On the way we are going to stop in a city named Bologna.  I hear it is an incredibly beautiful city.  The really neat thing about this is on the feast of the Assumption in the year 1222, St. Francis preached to the people of Bologna.  At that time Bologna had a university which was founded in the fifth century by Theodosius and was one of the oldest and most learned universities around.

 

So there was our boy, St.

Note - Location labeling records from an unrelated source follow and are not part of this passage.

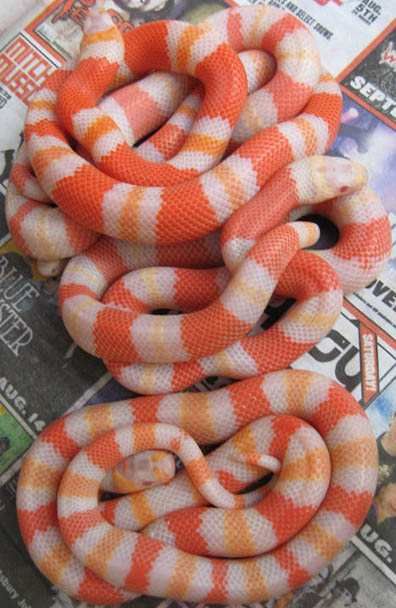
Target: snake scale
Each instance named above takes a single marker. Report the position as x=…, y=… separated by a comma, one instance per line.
x=235, y=116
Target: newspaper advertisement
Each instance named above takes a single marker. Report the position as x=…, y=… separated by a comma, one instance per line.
x=43, y=374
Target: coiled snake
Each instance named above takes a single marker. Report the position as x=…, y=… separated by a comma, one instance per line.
x=253, y=165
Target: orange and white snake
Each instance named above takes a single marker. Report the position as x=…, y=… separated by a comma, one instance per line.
x=142, y=229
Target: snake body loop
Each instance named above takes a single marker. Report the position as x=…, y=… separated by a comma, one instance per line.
x=200, y=218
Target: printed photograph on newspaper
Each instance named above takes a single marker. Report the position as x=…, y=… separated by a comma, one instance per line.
x=373, y=77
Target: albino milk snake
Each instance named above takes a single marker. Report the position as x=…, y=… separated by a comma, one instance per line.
x=159, y=209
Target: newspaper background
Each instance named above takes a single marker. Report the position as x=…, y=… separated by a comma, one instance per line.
x=43, y=374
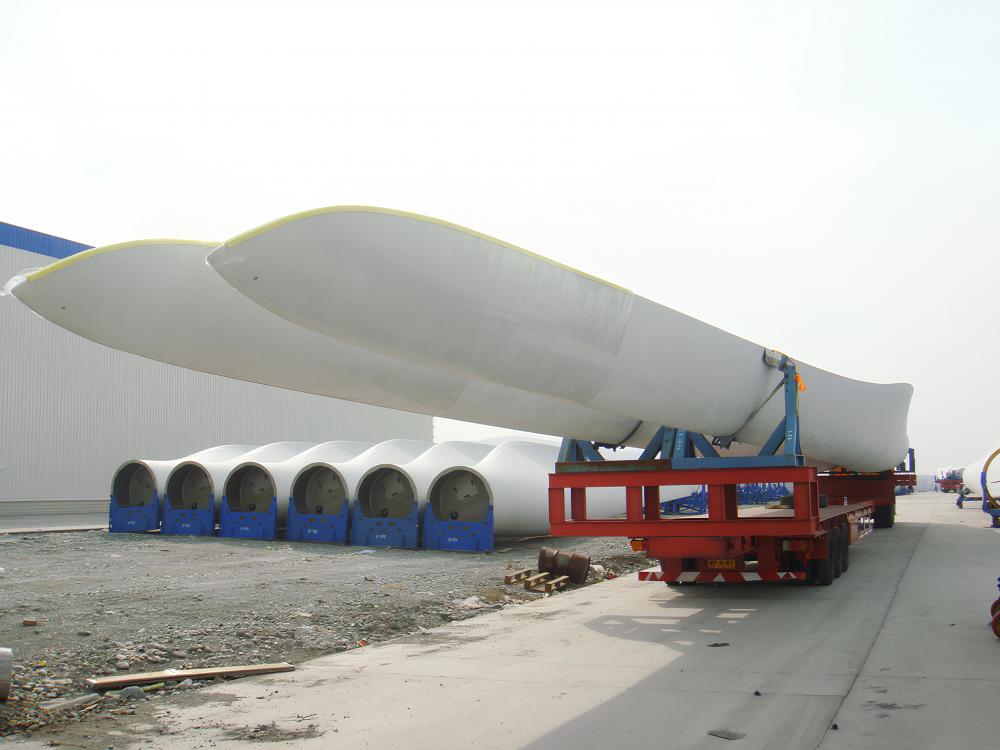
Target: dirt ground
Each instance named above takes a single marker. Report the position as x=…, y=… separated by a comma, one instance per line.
x=118, y=603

Francis, standing on the steps of the old Romanesque church in the middle of a huge piazza that could hold the entire city’s population.  It seemed as if the whole town had gathered down on the pavement, up at the windows, and even on the roofs.  Everyone, from common people, to noblemen, doctors of law and theology, philosophers, physicians, all were curious to see how the beggar from Assisi would handle himself in such an environment.

 

Francis expressed himself in a such a familiar style that he seemed to be conversing with the crowd, and his language was so clear, his words hit home so squarely that no one, whether cleric or layman, could help but listen to him with avid attention.  The academics looked at one another with astonishment.  As he grew more animated, his phrases were like the beats of a loving heart; it was love speaking out, and each of his listeners imagined he was the only one being addressed.  The man who had spoken was a saint; an Italian crowd knew the real item when it saw it.

 

I am looking forward to the road trip, to driving through the Italian country side.  We do not have much of an agenda or schedule, we just have a vague idea of where we want to go and will enjoy the experience.  Seeing Milan and Bologna are going to be great and like I said before, I am looking forward to the trip.  We are going to wake up early tomorrow morning and go to Mass here in Assisi, then leave right after that.  We picked up the cars this afternoon in Perugia.  Make sure to pray for safe travels for us and know you are in my prayers always.

 

St. Francis,

St. Clare,

St. Maximilian Kolbe,

Pray for us.

 

With Love from Rome,

Your Son

Posted by: lettersfromrome | August 10, 2008

Another Week in Assisi

 

 

 

 

 

 

 

 

 

 

 

 

 

 

Dear Mom,

August 10, 2008

Nineteenth Sunday in Ordinary Time

 

I have now spent over two weeks in Assisi studying Italian, during that time I have spent 60 hours in a classroom listening to a nice lady speak nothing but Italian to me, while I just sort of stare blankly back at her.  There is no English during class at all, and you are not allowed to use your dictionary or translate anything.  The school has this method of learning where you are meant to learn the language the same way a child does.  We listen to the teacher and are supposed to start to pick up on the fact that every time she says this word, she points to the table, so that word must mean table.

 

It is a pretty intensive course, we have moved through six chapters in our workbook, which would be normally a little more then a semester worth of work I think.  It is pretty exhausting mentally.  This weekend I went back to Rome to do laundry and pick up a few things.  It was nice to get away for a few days.

 

Football season is starting back up in the States.  I think that is going to be one of the things I will miss the most about being over here.  Not being able to watch the Chiefs play.  I hear that Brett Farve is a Jet now, crazy how things change.

 

I ate lunch today with the Bishop from Pensacola-Tallahassee, who is also the chairman of the ad-hoc committee for the Church of Africa as a part of the International Justice and Peace/Social Development and World Peace department of the U.S. Conference of Catholic Bishops.  He just got back from spending time traveling through Africa and it was very interesting to hear him talk about the Church there.  He compared it to what it must have been like for the Apostles right after Pentecost.  He said there are churches there with five daily Masses and they are all full.  It’s amazing to hear that despite all the hardships and civil wars; that the seminaries there are full and the people are faithful.

 

I am catching a train back to Assisi tonight and then have to do my homework.  I will be studying in Assisi until the 27th of August, then return to Rome for a month of orientation with more Italian classes before actual theology school starts in October.